The UVARXTS system being used in the photopheresis research is currently for investigational use only, pemding FDA approval. Photo Credit : Courtesy Therakos, a Johnson & Johnson Company

ILLUMINATING REJECTION

USC researchers light up the immune system to help heart transplant patients.

by Eva Emerson

Capping more than a decade of work, USC associate professor of cardiothoracic surgery Mark L. Barr, M.D., says that a new kind of therapy helps prevent rejection of heart transplants.

The therapy, called photopheresis, combines ultra-violet light and a light-activated drug to suppress certain key immune cells.

Combing photopheresis with standard therapy can reduce the number of serious organ rejections, without increasing side effects, Barr reported in a recent issue of the New England Journal of Medicine.

"It is a much more targeted therapy than what is currently used. Instead of suppressing the entire immune system, photopheresis allows us to suppress primarily those immune cells responsible for rejecting a donated organ," says Barr, who led an international trial of the therapy. "I expect that, in the future, photopheresis will be used for both prevention and treatment of rejection in patients who receive virtually any kind of solid organ transplant."

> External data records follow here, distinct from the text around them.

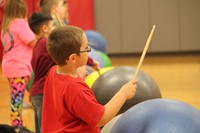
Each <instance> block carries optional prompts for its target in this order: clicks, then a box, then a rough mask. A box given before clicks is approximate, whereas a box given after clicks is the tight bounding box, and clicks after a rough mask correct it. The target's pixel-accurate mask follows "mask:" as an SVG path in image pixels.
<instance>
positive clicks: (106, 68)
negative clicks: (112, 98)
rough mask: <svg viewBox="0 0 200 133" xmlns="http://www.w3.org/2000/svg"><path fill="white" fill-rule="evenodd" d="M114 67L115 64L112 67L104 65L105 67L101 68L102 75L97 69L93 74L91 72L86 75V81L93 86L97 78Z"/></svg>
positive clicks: (112, 68) (100, 71) (100, 72)
mask: <svg viewBox="0 0 200 133" xmlns="http://www.w3.org/2000/svg"><path fill="white" fill-rule="evenodd" d="M113 68H114V67H113V66H112V67H104V68H101V69H100V70H99V72H100V75H99V74H98V72H97V71H94V72H92V73H91V74H89V75H88V76H87V77H86V79H85V83H86V84H87V85H88V86H89V87H90V88H91V87H92V85H93V83H94V82H95V81H96V79H97V78H98V77H99V76H101V75H102V74H104V73H105V72H107V71H109V70H111V69H113Z"/></svg>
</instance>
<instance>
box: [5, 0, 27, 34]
mask: <svg viewBox="0 0 200 133" xmlns="http://www.w3.org/2000/svg"><path fill="white" fill-rule="evenodd" d="M26 16H27V5H26V3H25V1H24V0H7V1H6V3H5V6H4V17H3V22H2V29H3V32H5V31H6V30H7V29H8V25H9V23H10V22H11V21H12V20H14V19H15V18H26Z"/></svg>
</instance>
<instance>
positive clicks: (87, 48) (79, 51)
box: [79, 45, 91, 53]
mask: <svg viewBox="0 0 200 133" xmlns="http://www.w3.org/2000/svg"><path fill="white" fill-rule="evenodd" d="M83 52H91V47H90V46H89V45H88V47H87V49H86V50H81V51H79V53H83Z"/></svg>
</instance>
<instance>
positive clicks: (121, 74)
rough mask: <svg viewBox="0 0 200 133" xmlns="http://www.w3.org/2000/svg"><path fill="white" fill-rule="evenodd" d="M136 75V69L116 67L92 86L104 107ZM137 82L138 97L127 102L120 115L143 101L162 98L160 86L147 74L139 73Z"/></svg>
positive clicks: (99, 100)
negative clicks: (128, 109)
mask: <svg viewBox="0 0 200 133" xmlns="http://www.w3.org/2000/svg"><path fill="white" fill-rule="evenodd" d="M134 73H135V68H133V67H128V66H122V67H114V68H113V69H111V70H109V71H107V72H106V73H104V74H102V75H101V76H100V77H99V78H97V80H96V81H95V82H94V83H93V85H92V89H93V91H94V94H95V96H96V98H97V101H98V102H99V103H100V104H102V105H104V104H106V103H107V102H108V101H109V100H110V99H111V98H112V97H113V96H114V95H115V94H116V93H117V92H118V91H119V89H120V88H121V87H122V86H123V85H124V84H125V83H127V82H128V81H130V80H131V79H132V78H133V75H134ZM137 81H138V82H137V91H136V95H135V96H134V97H133V98H132V99H130V100H128V101H126V103H125V104H124V105H123V106H122V108H121V110H120V111H119V113H123V112H125V111H126V110H127V109H129V108H130V107H132V106H133V105H135V104H137V103H140V102H142V101H145V100H149V99H154V98H160V97H161V93H160V89H159V87H158V85H157V84H156V82H155V81H154V80H153V79H152V78H151V77H150V76H149V75H147V74H146V73H145V72H143V71H140V72H139V74H138V78H137Z"/></svg>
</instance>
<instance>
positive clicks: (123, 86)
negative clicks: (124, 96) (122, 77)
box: [120, 80, 137, 100]
mask: <svg viewBox="0 0 200 133" xmlns="http://www.w3.org/2000/svg"><path fill="white" fill-rule="evenodd" d="M136 83H137V81H136V80H131V81H129V82H128V83H126V84H124V85H123V86H122V87H121V89H120V92H121V93H122V94H123V95H124V96H125V98H126V99H127V100H128V99H131V98H132V97H133V96H135V93H136V89H137V85H136Z"/></svg>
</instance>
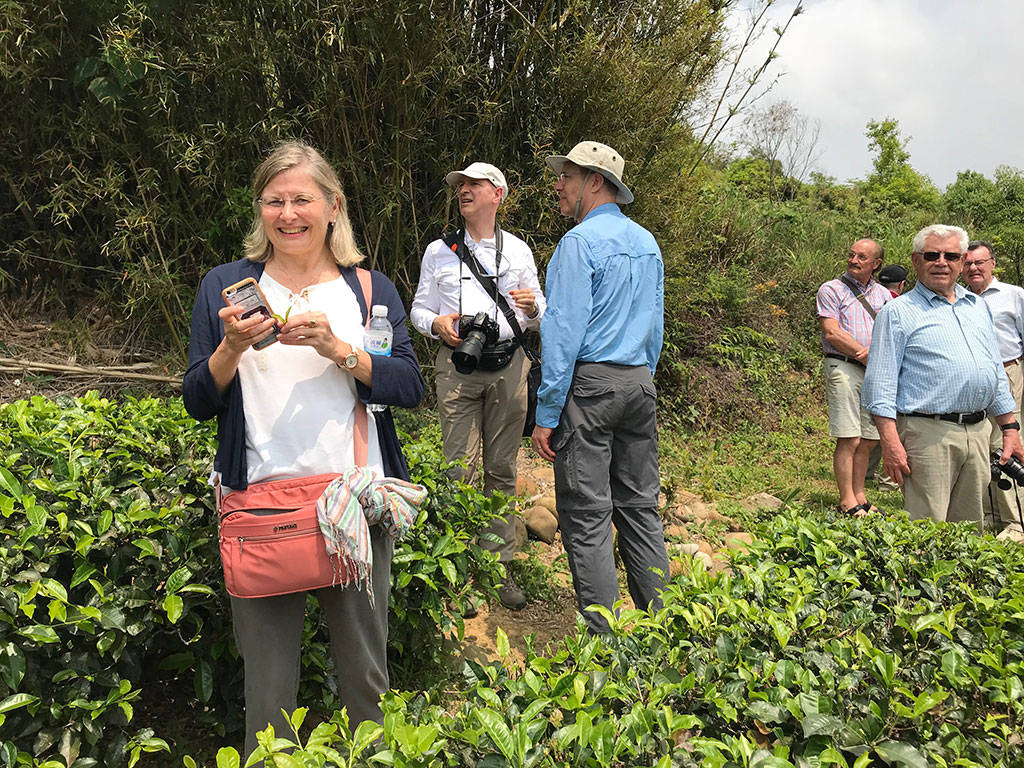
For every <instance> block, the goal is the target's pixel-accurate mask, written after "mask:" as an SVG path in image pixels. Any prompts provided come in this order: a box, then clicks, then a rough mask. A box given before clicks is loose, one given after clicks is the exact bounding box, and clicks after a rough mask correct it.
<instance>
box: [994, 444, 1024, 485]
mask: <svg viewBox="0 0 1024 768" xmlns="http://www.w3.org/2000/svg"><path fill="white" fill-rule="evenodd" d="M999 456H1000V455H999V454H998V453H996V452H994V451H993V452H992V479H993V480H995V481H996V482H997V483H998V484H999V487H1000V488H1002V489H1004V490H1009V489H1010V488H1011V482H1010V480H1016V481H1017V484H1018V485H1024V464H1021V463H1020V461H1018V460H1017V459H1015V458H1014V457H1012V456H1011V457H1010V459H1009V460H1008V461H1007V463H1006V464H1000V463H999Z"/></svg>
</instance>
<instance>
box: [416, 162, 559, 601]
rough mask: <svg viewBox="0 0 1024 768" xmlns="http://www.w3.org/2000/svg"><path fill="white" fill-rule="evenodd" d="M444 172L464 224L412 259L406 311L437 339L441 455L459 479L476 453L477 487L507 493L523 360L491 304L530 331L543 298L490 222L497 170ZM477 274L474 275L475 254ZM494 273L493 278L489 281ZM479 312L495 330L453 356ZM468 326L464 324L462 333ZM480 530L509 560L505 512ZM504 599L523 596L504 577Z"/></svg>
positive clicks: (466, 472)
mask: <svg viewBox="0 0 1024 768" xmlns="http://www.w3.org/2000/svg"><path fill="white" fill-rule="evenodd" d="M444 180H445V181H446V182H447V183H449V185H450V186H452V187H454V188H455V189H456V190H457V193H456V194H457V196H458V200H459V212H460V213H461V214H462V217H463V221H464V222H465V225H464V227H463V228H461V229H459V231H458V232H457V233H456V234H455V236H451V237H445V238H441V239H439V240H435V241H434V242H432V243H431V244H430V245H428V246H427V249H426V252H425V253H424V254H423V262H422V264H421V267H420V282H419V286H418V287H417V289H416V298H415V299H414V300H413V311H412V312H411V318H412V322H413V325H414V326H415V327H416V329H417V330H418V331H419V332H420V333H422V334H424V335H426V336H429V337H431V338H434V339H440V341H441V345H440V349H439V350H438V352H437V357H436V359H435V383H436V387H437V409H438V412H439V416H440V423H441V434H442V438H443V451H444V457H445V458H446V459H447V460H449V461H451V462H458V461H461V460H464V461H465V463H466V466H465V468H464V469H461V470H460V479H462V480H464V481H465V482H469V483H472V482H473V481H474V479H475V478H476V473H477V466H478V465H479V463H480V461H481V459H482V462H483V490H484V493H485V494H488V495H489V494H490V493H493V492H494V490H501V492H504V493H506V494H509V495H510V496H512V495H514V494H515V486H516V457H517V455H518V451H519V442H520V440H521V438H522V432H523V424H524V422H525V419H526V374H527V373H528V372H529V360H528V358H527V357H526V355H525V352H524V350H523V349H522V347H521V345H520V344H519V343H518V342H517V334H516V333H515V331H514V330H513V329H512V327H511V326H510V325H509V322H508V319H507V318H506V315H505V312H503V311H502V309H501V307H500V306H499V299H498V296H499V295H501V296H504V297H505V299H506V302H507V304H508V306H509V307H510V309H511V310H512V312H513V313H514V315H515V317H514V319H515V322H516V323H518V324H519V327H520V329H521V330H525V329H527V328H528V329H531V330H538V329H540V325H541V317H542V316H543V314H544V308H545V301H544V294H543V293H542V291H541V285H540V282H539V280H538V276H537V265H536V263H535V261H534V254H532V252H531V251H530V249H529V246H527V245H526V244H525V243H524V242H523V241H522V240H520V239H519V238H517V237H515V236H514V234H512V233H511V232H508V231H505V230H503V229H501V228H499V227H497V226H496V223H495V221H496V217H497V214H498V207H499V206H500V205H501V204H502V202H503V201H504V200H505V198H506V197H507V196H508V190H509V187H508V182H507V181H506V180H505V175H504V174H503V173H502V172H501V171H500V170H499V169H498V168H496V167H495V166H493V165H490V164H488V163H473V164H471V165H470V166H468V167H467V168H466V169H465V170H462V171H452V172H451V173H449V174H447V175H446V176H445V177H444ZM474 259H475V262H476V264H478V265H479V266H478V270H479V271H480V272H481V273H482V275H483V282H482V283H481V281H480V279H479V278H478V276H476V275H475V274H474V269H473V264H472V263H471V261H470V260H474ZM495 275H497V280H495ZM480 313H482V314H483V315H484V325H485V326H486V327H487V328H486V329H485V330H487V331H489V330H492V329H495V327H494V326H490V322H492V321H493V322H494V323H496V324H497V329H496V330H497V334H496V336H497V339H494V340H492V339H490V338H487V342H486V344H485V345H484V347H483V349H482V351H481V353H480V355H479V361H478V362H477V364H476V365H475V367H473V370H472V371H470V372H466V373H460V371H459V370H457V362H458V364H462V365H461V366H460V367H461V368H463V369H465V368H466V366H465V361H464V360H465V358H464V357H463V358H461V359H460V357H459V355H457V359H456V361H453V358H452V355H453V352H455V351H456V350H457V349H458V347H459V346H460V344H462V342H463V341H464V339H463V338H462V337H461V336H460V318H463V319H462V326H463V327H464V328H465V327H466V325H467V323H466V319H464V318H467V317H469V318H474V317H479V316H480ZM467 333H468V332H467ZM480 532H482V534H492V535H494V537H496V538H498V539H500V540H501V542H495V541H492V538H490V537H487V536H483V537H481V538H480V546H481V547H483V548H484V549H486V550H488V551H492V552H497V553H498V555H499V558H500V560H501V561H502V562H503V563H509V562H510V561H511V560H512V556H513V553H514V550H515V527H514V523H513V515H512V513H511V512H510V513H509V514H508V515H506V516H505V517H504V518H502V519H499V520H496V521H495V523H494V524H493V525H492V526H490V527H488V528H487V530H486V531H480ZM498 595H499V597H500V598H501V601H502V604H503V605H505V607H507V608H510V609H513V610H518V609H520V608H522V607H523V606H524V605H525V599H524V598H523V595H522V592H521V591H520V590H519V589H518V587H516V585H515V584H514V582H513V581H512V579H511V577H509V578H507V579H506V581H505V583H504V584H503V585H502V586H501V587H500V588H499V590H498Z"/></svg>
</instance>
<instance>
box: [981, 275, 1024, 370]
mask: <svg viewBox="0 0 1024 768" xmlns="http://www.w3.org/2000/svg"><path fill="white" fill-rule="evenodd" d="M981 298H983V299H984V300H985V303H986V304H988V308H989V309H990V310H991V311H992V323H993V325H994V326H995V338H996V340H998V342H999V354H1000V355H1001V356H1002V361H1004V362H1009V361H1010V360H1015V359H1017V358H1018V357H1020V356H1021V355H1022V354H1024V288H1021V287H1020V286H1015V285H1012V284H1010V283H1000V282H999V281H998V280H996V279H995V278H992V282H991V283H989V284H988V288H986V289H985V290H984V291H982V292H981Z"/></svg>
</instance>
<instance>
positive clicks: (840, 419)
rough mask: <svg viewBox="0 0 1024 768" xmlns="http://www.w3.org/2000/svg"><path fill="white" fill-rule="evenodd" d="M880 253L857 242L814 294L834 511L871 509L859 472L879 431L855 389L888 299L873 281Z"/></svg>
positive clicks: (882, 249) (870, 449)
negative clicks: (835, 500)
mask: <svg viewBox="0 0 1024 768" xmlns="http://www.w3.org/2000/svg"><path fill="white" fill-rule="evenodd" d="M884 256H885V251H884V250H883V248H882V246H881V245H879V244H878V243H876V242H874V241H873V240H868V239H864V240H858V241H857V242H856V243H854V244H853V246H852V247H851V248H850V251H849V253H847V255H846V274H844V275H843V276H842V278H839V279H837V280H830V281H828V282H827V283H825V284H824V285H823V286H821V288H819V289H818V298H817V317H818V325H820V326H821V348H822V351H823V352H824V356H825V365H824V369H825V371H824V372H825V393H826V394H827V398H828V434H829V435H830V436H831V437H835V438H836V452H835V454H834V455H833V471H834V472H835V474H836V484H837V485H838V486H839V510H840V511H841V512H844V513H846V512H849V513H853V514H856V515H861V514H866V513H867V512H868V511H870V510H871V509H872V507H871V505H870V504H868V503H867V499H866V498H865V496H864V475H865V474H866V473H867V463H868V456H869V455H870V453H871V450H872V449H873V447H874V446H876V445H877V444H878V440H879V432H878V430H877V429H876V428H874V424H873V422H872V421H871V417H870V415H869V414H868V413H867V412H866V411H865V410H864V409H863V408H862V407H861V404H860V388H861V386H862V385H863V382H864V369H865V367H866V366H867V349H868V347H869V346H870V344H871V330H872V329H873V327H874V313H876V312H878V310H879V309H881V308H882V307H883V306H884V305H885V304H886V302H888V301H890V300H891V299H892V294H891V293H890V292H889V291H888V289H886V288H884V287H883V286H882V285H881V284H880V283H878V282H876V281H874V280H873V279H872V275H873V274H874V272H876V271H878V269H879V268H880V267H881V266H882V260H883V257H884ZM868 307H870V310H868Z"/></svg>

In the study, a total of 60 heart transplant patients were randomly assigned to receive either photopheresis with standard therapy or standard therapy alone. Patients treated with photopheresis were more than twice as likely to have no episodes of rejection than were patients in the control group. What's more, those receiving standard therapy alone were more than twice as likely to have multiple rejections.

Although transplant medicine has advanced considerably in recent years, some problems remain. Despite the use of powerful drugs to dampen the immune system, many patients experience life-threatening bouts of rejection. In addition, the intense immunosuppression necessary to battle rejection often leaves patients vulnerable to opportunistic infections from viruses like cytomegalovirus (CMV).

The beauty of photopheresis, notes Barr, is it appears to only destroy the cells responsible for attacking the donor organ, leaving the rest of the immune system robust enough to fight off viruses and bacterial infections.

"Patients in the photopheresis group had lower levels of CMV in the bloodstream. That supports the idea that the procedure helps the patient's own immune system to clear the virus," he says.

Photopheresis involves removing blood from patients and then collecting the white cells including T-lymphocytes, or T-cells. T-cells play a key role in mounting a defense against foreign molecules-including a transplanted heart.

The treatment involves mixing the T-cells with a drug called methoxsalen. Exposing the mix to a UV-A light box-similar to something that might be found in a tanning salon-activates the drug, which binds to the T-cells in an irreversible fashion. Patients are then re-injected with their own altered T-cells. Like a vaccine, the inactivated T-cells alert the immune system to destroy any similar T-cells still in the blood.

Photopheresis "changes the way the body views its own cells, so that the immune system will recognize-and eliminate-the very cells that are attacking the transplanted organ," Barr says.

"We see this study as proof of principle, that photopheresis works to change the complicated immune response of transplant patients," says Barr, who has helped move the therapy from an idea to a viable, and sometimes life-saving, therapy.

The study's implications go beyond heart transplant recipients, Barr says. "This therapy may have a dramatic impact on the treatment of potentially lethal rejection in other solid organ transplants, including lung, small bowel and kidney. It has also been applied in bone marrow transplantation to treat or prevent Graft vs. Host Disease," Barr says.

Outside of the present study, he and other researchers have successfully used photopheresis in transplant patients who have been in the midst of near-fatal rejection episodes.

"Some of our patients have clearly been saved by this therapy," he says.